Until you know exactly what it feels like to be true to your art and the essence of your creative business, no change will be effective. You have to strip away the gunk in the pipes before you can talk about what water needs to flow through it. The gunk are all those things that happen over time (or for new businesses, in your minds’ preconceptions) which are distractions and dead-ends to the core of your creative business.

The reasons are myriad – sounded like a good idea at the time; you needed the money; it is the way your colleagues do it; and so on. In the end though, the gunk just causes confusion. Your styling service now that you do only complete design. “Day of” planning when you just completed your first million dollar destination wedding. Keeping an inventory of candles since they hardly get used at your events. Charging by the hour when the work is about presentation.

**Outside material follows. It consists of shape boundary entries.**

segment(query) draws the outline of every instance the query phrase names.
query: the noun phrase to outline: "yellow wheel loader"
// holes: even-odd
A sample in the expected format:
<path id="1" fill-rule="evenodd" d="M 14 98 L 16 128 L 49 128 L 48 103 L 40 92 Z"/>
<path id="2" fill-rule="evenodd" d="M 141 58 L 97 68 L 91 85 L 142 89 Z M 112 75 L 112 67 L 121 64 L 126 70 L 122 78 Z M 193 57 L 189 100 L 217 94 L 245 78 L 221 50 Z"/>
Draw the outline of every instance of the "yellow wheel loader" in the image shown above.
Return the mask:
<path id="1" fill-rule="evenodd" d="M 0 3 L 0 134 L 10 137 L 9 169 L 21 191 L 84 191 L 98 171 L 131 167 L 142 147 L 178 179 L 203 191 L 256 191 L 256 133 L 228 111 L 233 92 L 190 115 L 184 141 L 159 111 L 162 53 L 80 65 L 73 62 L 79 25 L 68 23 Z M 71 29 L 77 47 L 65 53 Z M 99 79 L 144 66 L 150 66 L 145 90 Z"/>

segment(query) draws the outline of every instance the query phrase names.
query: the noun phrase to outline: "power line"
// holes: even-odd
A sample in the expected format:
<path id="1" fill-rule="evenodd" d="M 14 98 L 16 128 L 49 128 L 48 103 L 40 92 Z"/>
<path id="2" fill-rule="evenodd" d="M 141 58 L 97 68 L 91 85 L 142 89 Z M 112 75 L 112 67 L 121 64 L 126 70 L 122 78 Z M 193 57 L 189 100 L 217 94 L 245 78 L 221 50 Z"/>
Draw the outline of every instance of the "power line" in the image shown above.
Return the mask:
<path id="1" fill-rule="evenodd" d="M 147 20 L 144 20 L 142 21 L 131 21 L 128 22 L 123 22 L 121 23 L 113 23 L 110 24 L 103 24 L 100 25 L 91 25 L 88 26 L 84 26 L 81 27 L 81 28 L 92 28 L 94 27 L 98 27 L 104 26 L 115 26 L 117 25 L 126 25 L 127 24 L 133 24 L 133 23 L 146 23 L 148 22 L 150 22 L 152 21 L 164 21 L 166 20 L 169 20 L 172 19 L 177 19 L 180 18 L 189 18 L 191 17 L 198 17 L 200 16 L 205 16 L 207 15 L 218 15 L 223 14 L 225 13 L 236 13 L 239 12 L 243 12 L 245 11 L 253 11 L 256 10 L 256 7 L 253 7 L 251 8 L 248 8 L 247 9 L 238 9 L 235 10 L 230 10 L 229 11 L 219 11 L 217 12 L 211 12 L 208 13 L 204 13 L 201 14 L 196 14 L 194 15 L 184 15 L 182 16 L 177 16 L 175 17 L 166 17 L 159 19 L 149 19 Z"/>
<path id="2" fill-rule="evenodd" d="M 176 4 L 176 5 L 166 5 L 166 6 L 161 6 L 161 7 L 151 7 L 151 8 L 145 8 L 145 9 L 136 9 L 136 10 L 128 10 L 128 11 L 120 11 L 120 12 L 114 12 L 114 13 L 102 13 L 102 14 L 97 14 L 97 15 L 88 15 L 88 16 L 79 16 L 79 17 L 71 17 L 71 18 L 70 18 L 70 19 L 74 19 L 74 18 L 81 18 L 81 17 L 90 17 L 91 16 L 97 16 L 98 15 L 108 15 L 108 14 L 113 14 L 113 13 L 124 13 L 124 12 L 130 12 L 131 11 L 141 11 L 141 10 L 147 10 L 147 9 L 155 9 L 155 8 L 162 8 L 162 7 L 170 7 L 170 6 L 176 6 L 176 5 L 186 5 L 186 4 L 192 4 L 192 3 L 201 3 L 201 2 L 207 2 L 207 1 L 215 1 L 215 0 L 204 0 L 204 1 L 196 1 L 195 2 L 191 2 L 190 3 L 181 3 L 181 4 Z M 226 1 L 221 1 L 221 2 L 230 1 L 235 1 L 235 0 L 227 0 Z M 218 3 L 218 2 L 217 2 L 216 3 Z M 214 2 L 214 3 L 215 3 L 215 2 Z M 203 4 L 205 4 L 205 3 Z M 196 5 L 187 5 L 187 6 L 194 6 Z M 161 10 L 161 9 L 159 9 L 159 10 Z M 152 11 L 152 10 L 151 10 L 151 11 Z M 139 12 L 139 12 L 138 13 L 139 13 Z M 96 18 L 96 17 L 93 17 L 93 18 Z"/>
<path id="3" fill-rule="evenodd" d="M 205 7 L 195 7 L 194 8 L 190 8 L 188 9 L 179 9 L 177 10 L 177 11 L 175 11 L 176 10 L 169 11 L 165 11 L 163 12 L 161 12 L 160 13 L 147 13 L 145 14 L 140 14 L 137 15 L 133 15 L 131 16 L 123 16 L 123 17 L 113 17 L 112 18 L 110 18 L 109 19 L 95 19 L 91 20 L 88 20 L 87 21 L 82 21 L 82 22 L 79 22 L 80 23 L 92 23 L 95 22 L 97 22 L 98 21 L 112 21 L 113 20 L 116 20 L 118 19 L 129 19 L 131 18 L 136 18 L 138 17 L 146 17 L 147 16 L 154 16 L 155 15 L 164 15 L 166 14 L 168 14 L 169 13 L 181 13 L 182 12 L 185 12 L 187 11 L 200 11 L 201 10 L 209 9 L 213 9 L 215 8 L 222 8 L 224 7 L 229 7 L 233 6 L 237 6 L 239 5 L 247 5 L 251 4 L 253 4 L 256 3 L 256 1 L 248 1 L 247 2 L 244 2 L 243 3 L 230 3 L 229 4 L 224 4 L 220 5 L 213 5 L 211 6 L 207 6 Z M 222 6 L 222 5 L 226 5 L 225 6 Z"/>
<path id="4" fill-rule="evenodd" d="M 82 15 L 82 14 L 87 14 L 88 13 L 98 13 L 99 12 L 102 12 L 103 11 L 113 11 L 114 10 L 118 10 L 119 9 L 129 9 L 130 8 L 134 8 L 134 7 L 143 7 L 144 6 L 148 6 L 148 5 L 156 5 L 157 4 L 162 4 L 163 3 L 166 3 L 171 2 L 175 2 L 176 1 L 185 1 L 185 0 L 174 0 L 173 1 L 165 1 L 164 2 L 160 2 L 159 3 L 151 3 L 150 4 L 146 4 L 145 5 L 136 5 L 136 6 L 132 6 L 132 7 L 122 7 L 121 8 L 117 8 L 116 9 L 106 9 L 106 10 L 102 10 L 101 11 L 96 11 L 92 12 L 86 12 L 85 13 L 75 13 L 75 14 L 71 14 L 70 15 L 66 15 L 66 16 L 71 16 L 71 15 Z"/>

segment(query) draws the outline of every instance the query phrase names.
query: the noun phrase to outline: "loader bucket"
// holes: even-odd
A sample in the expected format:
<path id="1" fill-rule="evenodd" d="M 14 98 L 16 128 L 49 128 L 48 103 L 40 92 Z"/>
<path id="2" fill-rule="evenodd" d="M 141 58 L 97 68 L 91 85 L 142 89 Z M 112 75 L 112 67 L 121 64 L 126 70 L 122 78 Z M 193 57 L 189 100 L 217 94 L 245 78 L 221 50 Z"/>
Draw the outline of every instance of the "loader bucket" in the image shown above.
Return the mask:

Once you figure out the best way for you to take your clients up the mountain – what the process is, when you define your value deliverables, how you are to move from each deliverable to the next – you have to clear out the pipes. Whatever does not serve your process, your value delivery, has to go. Whether it is a line of business, a part of your contract, an employee, or just stuff, it has to go.

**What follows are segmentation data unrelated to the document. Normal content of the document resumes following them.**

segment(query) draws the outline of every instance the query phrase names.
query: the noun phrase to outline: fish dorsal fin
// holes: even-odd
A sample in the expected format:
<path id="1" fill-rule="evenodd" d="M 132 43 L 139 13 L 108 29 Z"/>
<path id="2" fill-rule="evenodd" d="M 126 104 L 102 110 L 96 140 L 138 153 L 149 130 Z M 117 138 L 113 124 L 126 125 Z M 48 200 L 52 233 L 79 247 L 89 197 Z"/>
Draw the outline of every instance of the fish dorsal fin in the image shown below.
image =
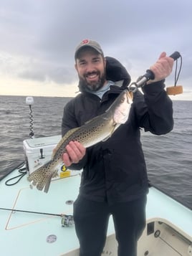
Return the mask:
<path id="1" fill-rule="evenodd" d="M 56 153 L 56 152 L 57 151 L 57 150 L 59 148 L 59 147 L 62 146 L 62 144 L 63 143 L 63 142 L 69 137 L 73 133 L 75 133 L 77 130 L 78 130 L 80 128 L 79 127 L 76 127 L 75 128 L 70 129 L 69 131 L 67 131 L 67 133 L 64 134 L 64 136 L 61 138 L 61 140 L 59 141 L 58 144 L 57 145 L 57 146 L 54 148 L 53 150 L 53 153 L 52 153 L 52 158 L 53 158 L 54 157 L 54 155 Z"/>
<path id="2" fill-rule="evenodd" d="M 107 136 L 106 138 L 105 138 L 103 140 L 102 140 L 102 141 L 107 141 L 108 138 L 110 138 L 112 133 L 114 133 L 115 128 L 116 128 L 117 124 L 115 123 L 114 123 L 113 124 L 113 128 L 111 130 L 110 133 L 108 135 L 108 136 Z"/>

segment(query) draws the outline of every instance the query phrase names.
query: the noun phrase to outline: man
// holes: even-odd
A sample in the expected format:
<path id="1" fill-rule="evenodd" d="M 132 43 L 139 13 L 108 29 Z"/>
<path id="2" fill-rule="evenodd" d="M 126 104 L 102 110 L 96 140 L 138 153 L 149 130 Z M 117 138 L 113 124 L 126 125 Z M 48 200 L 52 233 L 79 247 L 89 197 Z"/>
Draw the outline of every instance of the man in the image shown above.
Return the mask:
<path id="1" fill-rule="evenodd" d="M 102 113 L 130 81 L 115 59 L 104 57 L 95 41 L 83 40 L 75 50 L 75 68 L 82 93 L 67 104 L 62 136 Z M 110 214 L 118 256 L 136 256 L 137 242 L 145 225 L 148 177 L 140 142 L 140 129 L 160 135 L 173 128 L 172 102 L 164 90 L 164 78 L 173 60 L 163 52 L 150 70 L 155 80 L 134 93 L 130 117 L 106 141 L 85 149 L 71 141 L 63 155 L 70 169 L 83 169 L 80 194 L 74 204 L 80 256 L 100 256 Z"/>

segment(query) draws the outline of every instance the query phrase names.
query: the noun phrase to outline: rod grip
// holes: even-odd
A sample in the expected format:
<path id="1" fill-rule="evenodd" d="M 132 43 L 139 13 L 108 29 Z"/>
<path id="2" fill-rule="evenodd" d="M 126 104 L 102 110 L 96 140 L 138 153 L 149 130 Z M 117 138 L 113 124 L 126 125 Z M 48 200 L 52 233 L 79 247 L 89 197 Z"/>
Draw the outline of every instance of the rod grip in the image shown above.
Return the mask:
<path id="1" fill-rule="evenodd" d="M 181 54 L 178 52 L 175 52 L 172 53 L 172 54 L 171 54 L 169 57 L 173 58 L 174 60 L 176 60 L 177 59 L 178 59 L 181 57 Z"/>

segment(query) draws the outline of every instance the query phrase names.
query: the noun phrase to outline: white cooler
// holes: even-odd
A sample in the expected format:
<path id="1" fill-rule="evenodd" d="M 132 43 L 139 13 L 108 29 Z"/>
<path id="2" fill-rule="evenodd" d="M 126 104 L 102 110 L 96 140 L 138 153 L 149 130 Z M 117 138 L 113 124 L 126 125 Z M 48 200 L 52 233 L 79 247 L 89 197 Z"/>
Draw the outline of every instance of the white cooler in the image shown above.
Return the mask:
<path id="1" fill-rule="evenodd" d="M 51 160 L 52 151 L 61 138 L 61 136 L 57 136 L 29 138 L 24 141 L 26 166 L 29 175 Z M 62 163 L 59 165 L 57 169 L 59 176 L 53 178 L 54 179 L 77 175 L 81 172 L 81 171 L 66 170 Z"/>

Will it be easy to clear out the pipes? Of course not. It sticks because you and your creative business are comfortable in the dysfunction. And you can always rationalize the gunk’s existence. Hey, it pays the bills. We are just used to doing it this way. What would we do if we stopped?

Let the lens be different. Does this allow you to do your best work? If “this” does not, ask why you would need to keep it? You will hear your justifications screaming at you. Then ask yourself about your legacy. If you make your best work beyond challenging or even impossible, will that be enough for you. Forget about the money, will you look back and be proud of what you created, of how you were able to move your clients, to transform them? Will you be grateful for the work or happy to be done? The path is always your choice.

If you do go to the place where each “this” serves your art, your creative business’ ability to do its best work, it is going to feel funny, even wrong. Change does that to us. Do not ignore it but also acknowledge that your intuition might be off.

Turn on a hose, put your finger over the nozzle. When you create the spray, it feels intense, powerful. Take your finger off. Looks like a trickle and far less powerful. And yet the water flows into the hose at the same speed.

Your finger is the gunk, take it away and you know how the water actually flows. What was once a sprint and ultra-pressured, may no longer be. In the slower pace, there needs to be contemplation about what is necessary, not just the need to put your finger back on the hose. From there you will be able to decide if you need to truly change the actual flow. And knowing what you want the actual flow to be is where lasting and meaningful change comes from. Gunk out first, real change second.